WASHINGTON: Donald Trump a menacé de bombarder l'Iran "bien plus durement" si le pays répliquait aux frappes menées mardi par l'armée américaine, qu'il a qualifiées de "puissantes".

"Si la nation en faillite qu'est l'Iran riposte à cette attaque parfaitement justifiée, elle sera de nouveau frappée, bien plus durement", a écrit le président américain sur son réseau Truth Social.

Pour sa part, le Commandement militaire américain pour le Moyen-Orient (Centcom) a annoncé mardi avoir déclenché de nouvelles frappes contre l'Iran, dans une courte déclaration publiée sur le réseau X.

"Aujourd'hui à 12h00 (16h00 GMT), les forces américaines ont commencé à frapper des cibles des Gardiens de la révolution en Iran", a indiqué le Centcom, disant répondre "à de récentes attaques des Gardiens de la révolution contre la navigation commerciale dans le détroit d'Ormuz et contre des militaires américains déployés dans la région."

La télévision d'Etat iranienne a fait état de plusieurs explosions entendues dans le sud du pays, près de Bandar Abbas et de l'île de Qeshm, à proximité du détroit d'Ormuz, passage stratégique pour le commerce de pétrole, où le trafic maritime a considérablement baissé après le déclenchement de la guerre au Moyen-Orient le 28 février.

Les Etats-Unis avaient mené dimanche des frappes, les premières en un mois, contre des lanceurs situés sur une île iranienne.
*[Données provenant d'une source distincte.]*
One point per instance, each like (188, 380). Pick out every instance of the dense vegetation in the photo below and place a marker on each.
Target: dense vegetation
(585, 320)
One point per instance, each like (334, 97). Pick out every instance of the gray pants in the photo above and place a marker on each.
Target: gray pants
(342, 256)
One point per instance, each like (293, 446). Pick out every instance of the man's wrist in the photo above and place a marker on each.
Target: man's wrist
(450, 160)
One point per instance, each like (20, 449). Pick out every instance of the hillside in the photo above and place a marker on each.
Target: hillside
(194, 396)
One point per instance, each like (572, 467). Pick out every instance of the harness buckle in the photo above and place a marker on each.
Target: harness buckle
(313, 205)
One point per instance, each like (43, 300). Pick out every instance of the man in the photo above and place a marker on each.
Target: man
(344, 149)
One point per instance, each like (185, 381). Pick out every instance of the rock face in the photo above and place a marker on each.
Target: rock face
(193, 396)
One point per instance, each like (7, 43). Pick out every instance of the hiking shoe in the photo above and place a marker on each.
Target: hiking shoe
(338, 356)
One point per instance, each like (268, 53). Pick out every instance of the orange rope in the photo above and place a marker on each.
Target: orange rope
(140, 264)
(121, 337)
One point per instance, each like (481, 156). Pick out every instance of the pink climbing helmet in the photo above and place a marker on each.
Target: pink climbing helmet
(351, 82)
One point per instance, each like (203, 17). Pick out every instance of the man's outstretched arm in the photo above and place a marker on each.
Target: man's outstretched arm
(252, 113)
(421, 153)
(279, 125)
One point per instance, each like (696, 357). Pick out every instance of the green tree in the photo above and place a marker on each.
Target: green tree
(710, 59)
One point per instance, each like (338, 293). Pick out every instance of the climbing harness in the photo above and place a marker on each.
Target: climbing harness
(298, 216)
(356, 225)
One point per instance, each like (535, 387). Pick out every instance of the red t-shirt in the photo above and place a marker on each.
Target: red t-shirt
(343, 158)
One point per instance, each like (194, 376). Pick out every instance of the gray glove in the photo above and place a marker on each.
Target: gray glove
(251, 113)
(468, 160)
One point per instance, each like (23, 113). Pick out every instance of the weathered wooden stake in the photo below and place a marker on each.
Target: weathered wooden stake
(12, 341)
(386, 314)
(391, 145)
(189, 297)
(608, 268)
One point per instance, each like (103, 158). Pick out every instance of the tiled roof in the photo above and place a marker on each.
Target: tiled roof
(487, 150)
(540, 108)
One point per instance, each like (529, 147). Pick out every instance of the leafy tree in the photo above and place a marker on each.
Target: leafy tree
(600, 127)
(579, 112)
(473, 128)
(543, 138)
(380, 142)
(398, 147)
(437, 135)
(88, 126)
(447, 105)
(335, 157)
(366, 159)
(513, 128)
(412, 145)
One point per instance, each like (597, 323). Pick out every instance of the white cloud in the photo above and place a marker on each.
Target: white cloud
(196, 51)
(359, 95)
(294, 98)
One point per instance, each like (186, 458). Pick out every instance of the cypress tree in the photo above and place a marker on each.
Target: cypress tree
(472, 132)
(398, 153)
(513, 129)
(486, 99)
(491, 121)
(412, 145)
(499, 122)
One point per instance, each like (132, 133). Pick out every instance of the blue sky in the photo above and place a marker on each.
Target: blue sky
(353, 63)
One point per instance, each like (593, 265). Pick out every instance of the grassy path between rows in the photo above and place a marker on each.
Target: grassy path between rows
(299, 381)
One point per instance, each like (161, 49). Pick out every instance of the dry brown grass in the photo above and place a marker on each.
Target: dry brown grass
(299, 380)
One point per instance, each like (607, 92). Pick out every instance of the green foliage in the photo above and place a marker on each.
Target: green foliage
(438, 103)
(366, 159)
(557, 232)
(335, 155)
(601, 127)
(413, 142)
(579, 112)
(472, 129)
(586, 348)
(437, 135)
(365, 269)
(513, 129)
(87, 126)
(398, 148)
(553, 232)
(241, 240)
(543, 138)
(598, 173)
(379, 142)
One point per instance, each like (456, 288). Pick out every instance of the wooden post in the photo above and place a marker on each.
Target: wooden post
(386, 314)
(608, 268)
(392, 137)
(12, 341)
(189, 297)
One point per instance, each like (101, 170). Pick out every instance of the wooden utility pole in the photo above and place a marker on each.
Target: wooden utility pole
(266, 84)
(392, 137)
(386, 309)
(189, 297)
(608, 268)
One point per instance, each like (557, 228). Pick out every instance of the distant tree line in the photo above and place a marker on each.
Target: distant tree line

L'Iran avait riposté en attaquant au moyen de missiles et de drones des cibles américaines en Jordanie et aux Emirats arabes unis, tout en affirmant par la voix de son président Massoud Pezeshkian ne pas vouloir la poursuite de la guerre.

Le président américain Donald Trump avait promis de répondre à ces représailles, mais semble avoir écarté pour l'instant la reprise d'une opération militaire massive contre l'Iran.

Washington a par ailleurs promis une campagne d'"asphyxie" économique de l'Iran, dont les contours et les cibles restent à préciser.